Il s’agit surtout pour la Russie de s’ancrer plus avant dans une région où les américains perdent lentement la main. Peu avant cette retentissante inauguration, Moscou a installé des batteries de missiles intercepteurs S-300 en Abkhazie et des armes de défense aérienne en Ossétie du Sud, sur la rive nord de la mer Noire, avec pour prétexte la menace de la Géorgie… qui n’utilise pas d’avion de combat. La vraie raison de cette installation est le risque d’un raid américain ou israélien utilisant la « voie du nord » contre l’Iran. Moscou a mis en place ces batteries pour faire contrepoids à la Sixième Flotte américaine qui mouille en Méditerranée et mer Noire et aux bases américaine de Constanta en Roumanie et de Bezmer en Bulgarie, où s’entraîne Tsahal.

 

L’attention des observateurs russes et iraniens a en effet été attirée par les exercices menés par l’aviation israélienne, et en particulier par le crash de l’hélicoptère israélien Yasur CH-53 dans les montagnes des Carpates en Roumanie le 26 Juillet. Il est évident pour eux que la façon dont le CH-53 s’est écrasé ainsi que le secret imposé par les autorités israéliennes indiquent un entraînement risqué d’attaques sur des sites nucléaires iraniens retranchés dans des tunnels creusés aux flancs de montagnes. Si Tel Aviv est ulcérée de l’attitude des Russes à l’égard de la République islamique et du « laisser faire » américain, Washington prend acte de ce retour de Moscou en Asie centrale. Les deux capitales ont décidé d’accorder leurs violons pour résoudre les dossiers brûlants de la région. Ainsi au sommet régional de Sotchi où le président Hamid Karzaï était présent avec ses homologues pakistanais, Ali Zardari, et Tadjik, Emomali Rahmon, Sergueï Lavrov a promis de faire don à l’Afghanistan d’armes d’infanterie et de munitions pour lutter contre le terrorisme, avec l’aval de l’OTAN. Palettes de Kalachnikovs au menus.

 

La Russie et l’OTAN prévoient aussi la fourniture quasi gratuite de 27 hélicoptères russes Mi-17. Le gros avantage du MI-17 est d’être le meilleur pour voler dans l’air raréfié et poussiéreux de l’Afghanistan et d’être bien connu des aviateurs afghans qui l’ont pratiqué en URSS dans les années 80. Mais Moscou ne se contente pas de l’aspect militaire et organise son retour en douceur dans la vie Afghane.

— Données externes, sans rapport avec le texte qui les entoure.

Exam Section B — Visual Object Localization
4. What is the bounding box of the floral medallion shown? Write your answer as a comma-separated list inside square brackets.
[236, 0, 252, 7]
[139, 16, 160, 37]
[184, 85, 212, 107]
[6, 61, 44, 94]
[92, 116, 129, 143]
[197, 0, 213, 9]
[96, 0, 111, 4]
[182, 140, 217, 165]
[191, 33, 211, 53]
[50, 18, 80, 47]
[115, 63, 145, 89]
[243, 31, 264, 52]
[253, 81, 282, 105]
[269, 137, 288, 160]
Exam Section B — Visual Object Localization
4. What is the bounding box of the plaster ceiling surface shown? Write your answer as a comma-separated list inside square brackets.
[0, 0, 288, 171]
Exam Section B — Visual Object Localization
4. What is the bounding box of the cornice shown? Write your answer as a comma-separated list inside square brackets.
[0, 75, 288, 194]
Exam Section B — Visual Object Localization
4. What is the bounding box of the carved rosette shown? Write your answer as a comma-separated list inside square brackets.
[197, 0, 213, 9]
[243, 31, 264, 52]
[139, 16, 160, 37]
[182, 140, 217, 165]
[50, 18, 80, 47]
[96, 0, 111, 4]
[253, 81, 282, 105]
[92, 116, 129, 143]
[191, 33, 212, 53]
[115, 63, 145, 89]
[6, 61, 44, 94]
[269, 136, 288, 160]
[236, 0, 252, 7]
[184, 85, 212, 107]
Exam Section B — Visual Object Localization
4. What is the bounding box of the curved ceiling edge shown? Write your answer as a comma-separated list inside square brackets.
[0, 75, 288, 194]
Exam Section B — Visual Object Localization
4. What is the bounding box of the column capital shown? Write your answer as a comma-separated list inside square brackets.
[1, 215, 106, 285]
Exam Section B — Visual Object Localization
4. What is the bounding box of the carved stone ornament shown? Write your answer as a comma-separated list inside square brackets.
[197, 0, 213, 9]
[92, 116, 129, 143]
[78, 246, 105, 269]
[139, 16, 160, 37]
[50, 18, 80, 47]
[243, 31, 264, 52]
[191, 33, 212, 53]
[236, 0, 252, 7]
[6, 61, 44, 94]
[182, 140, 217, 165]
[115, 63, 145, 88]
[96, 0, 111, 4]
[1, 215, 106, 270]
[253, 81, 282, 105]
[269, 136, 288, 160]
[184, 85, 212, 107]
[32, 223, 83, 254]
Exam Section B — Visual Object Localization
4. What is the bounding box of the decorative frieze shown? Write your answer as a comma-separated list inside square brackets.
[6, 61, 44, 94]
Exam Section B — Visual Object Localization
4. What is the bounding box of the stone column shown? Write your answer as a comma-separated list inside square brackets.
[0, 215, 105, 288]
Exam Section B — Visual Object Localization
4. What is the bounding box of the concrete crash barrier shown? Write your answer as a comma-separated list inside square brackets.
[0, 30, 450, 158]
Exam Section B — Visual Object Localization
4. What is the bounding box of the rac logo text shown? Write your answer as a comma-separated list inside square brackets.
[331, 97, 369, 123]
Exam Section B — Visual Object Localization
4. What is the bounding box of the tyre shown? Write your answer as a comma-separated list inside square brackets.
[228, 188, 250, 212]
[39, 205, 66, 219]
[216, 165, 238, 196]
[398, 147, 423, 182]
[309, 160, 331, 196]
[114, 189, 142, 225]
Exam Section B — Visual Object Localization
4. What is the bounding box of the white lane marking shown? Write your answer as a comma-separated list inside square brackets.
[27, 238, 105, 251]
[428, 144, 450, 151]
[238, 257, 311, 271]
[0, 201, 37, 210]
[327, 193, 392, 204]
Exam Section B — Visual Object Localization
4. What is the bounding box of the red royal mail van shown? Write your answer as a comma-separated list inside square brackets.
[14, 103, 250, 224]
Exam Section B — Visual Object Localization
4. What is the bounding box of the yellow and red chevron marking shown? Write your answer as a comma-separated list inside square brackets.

En avril dernier, Victor Ivanov, président de l‘office des stupéfiants, s‘est rendu à Kaboul, officiellement pour évoquer le problème de la drogue, en réalité pour réactiver les lobbies russes très présents dans l’administration où de nombreux anciens communistes officient. Reçu par le président Hamid Karzaï, il a évoqué la remise en chantier de 142 projets lancés à l‘époque soviétique sans oublier de proposer l‘aide de la Russie pour la prospection et l‘exploitation des richesses naturelles. Les américains regardent du coin de l’oeil ce manège, et font contre mauvaise fortune bon coeur. Les russes ont autant besoin qu’eux d’un Afghanistan stabilisé.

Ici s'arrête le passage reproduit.